Veteranenhändler Peter Brandt sagt 37-%-Bitcoin-Korrektur voraus

Peter Brandt hat prognostiziert, dass Bitcoin (BTC) auf zwischen 58.000 und 62.000 US‑Dollar fallen könnte – ein potenzieller Rückgang von 33 % bis 37 % gegenüber den aktuellen Kursen nahe 92.400 US‑Dollar, da mehrere technische Indikatoren und historische Muster auf ein gestiegenes Abwärtsrisiko hindeuten.

Was passiert ist: Steigendes Keilmuster löst bärische Prognose aus

Brandt veröffentlichte seine Analyse auf X und verwies auf eine steigende Keilformation, die sich in den vergangenen zwei Monaten entwickelt hat. „58k bis 62k ist, wohin ich denke, dass BTC geht“, schrieb er.

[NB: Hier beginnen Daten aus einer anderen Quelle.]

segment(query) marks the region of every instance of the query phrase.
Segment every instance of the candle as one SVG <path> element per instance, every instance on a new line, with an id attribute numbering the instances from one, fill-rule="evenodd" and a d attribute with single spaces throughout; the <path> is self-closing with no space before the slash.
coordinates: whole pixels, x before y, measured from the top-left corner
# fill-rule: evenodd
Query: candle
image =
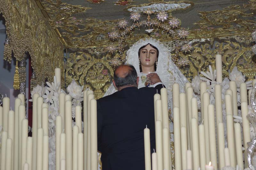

Steigende Keilmuster bilden sich, wenn sich die Kurse zwischen zwei aufwärtsgerichteten, konvergierenden Trendlinien konsolidieren.

Die untere Linie steigt in der Regel steiler als die obere und signalisiert häufig eine nachlassende Dynamik.

Unabhängig davon berichtete die Blockchain-Analyseplattform Lookonchain reported, dass ein seit Langem inaktiver Bitcoin‑Wal 909,38 BTC im Wert von rund 84,62 Millionen US‑Dollar nach 13 Jahren Inaktivität in ein neues Wallet verschoben hat.

Ein weiterer früher Investor, der vor 12 Jahren 5.000 BTC zu je 332 US‑Dollar erworben hatte, hat 500 BTC im Wert von 47,77 Millionen US‑Dollar verkauft und damit ein Muster systematischer Verkäufe fortgesetzt, das im Dezember 2024 begonnen hat.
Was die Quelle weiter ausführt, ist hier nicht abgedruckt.